Issue (i): Whether the Income-tax Officer could reopen and reassess an item already considered and allowed in the original assessment under Section 34 of the Indian Income-tax Act, 1922.
Analysis: The reassessment provision was treated as wide enough to apply where income had not in fact been brought to tax, even if the omission resulted from a mistake made at the original assessment. The item of Rs. 39,492 had been allowed through error and was therefore treated as income that had escaped assessment within the meaning of the provision.
Conclusion: The reopening under Section 34 was valid and the challenge failed.
Issue (ii): Whether sums directed by the will to be paid out of income were assessable in the hands of the executors or were diverted before receipt so as to escape taxation.
Analysis: Amounts directed to be paid out of the income received by the executors were held to be part of the income reaching them as executors.

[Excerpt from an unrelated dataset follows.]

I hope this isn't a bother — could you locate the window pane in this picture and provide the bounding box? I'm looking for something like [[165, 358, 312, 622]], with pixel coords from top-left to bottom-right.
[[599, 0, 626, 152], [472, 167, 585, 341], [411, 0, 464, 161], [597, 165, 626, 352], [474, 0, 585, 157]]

The Court distinguished cases of true diversion of income by an overriding title and treated these payments as charges or applications of income after receipt, not as income diverted away before accrual to the assessees. The same reasoning applied to the contention based on Section 40.
Conclusion: The sums remained taxable in the hands of the executors and the contention of diversion failed.
Final Conclusion: The assessees were not entitled to relief on either ground, and the reassessment and taxation of the disputed amounts were upheld.
Ratio Decidendi: Income is liable to reassessment under Section 34 of the Indian Income-tax Act, 1922 where it has in fact escaped assessment, including through an original mistake, and amounts received by executors remain taxable income where the will merely directs their application after receipt rather than effecting a diversion of income before accrual.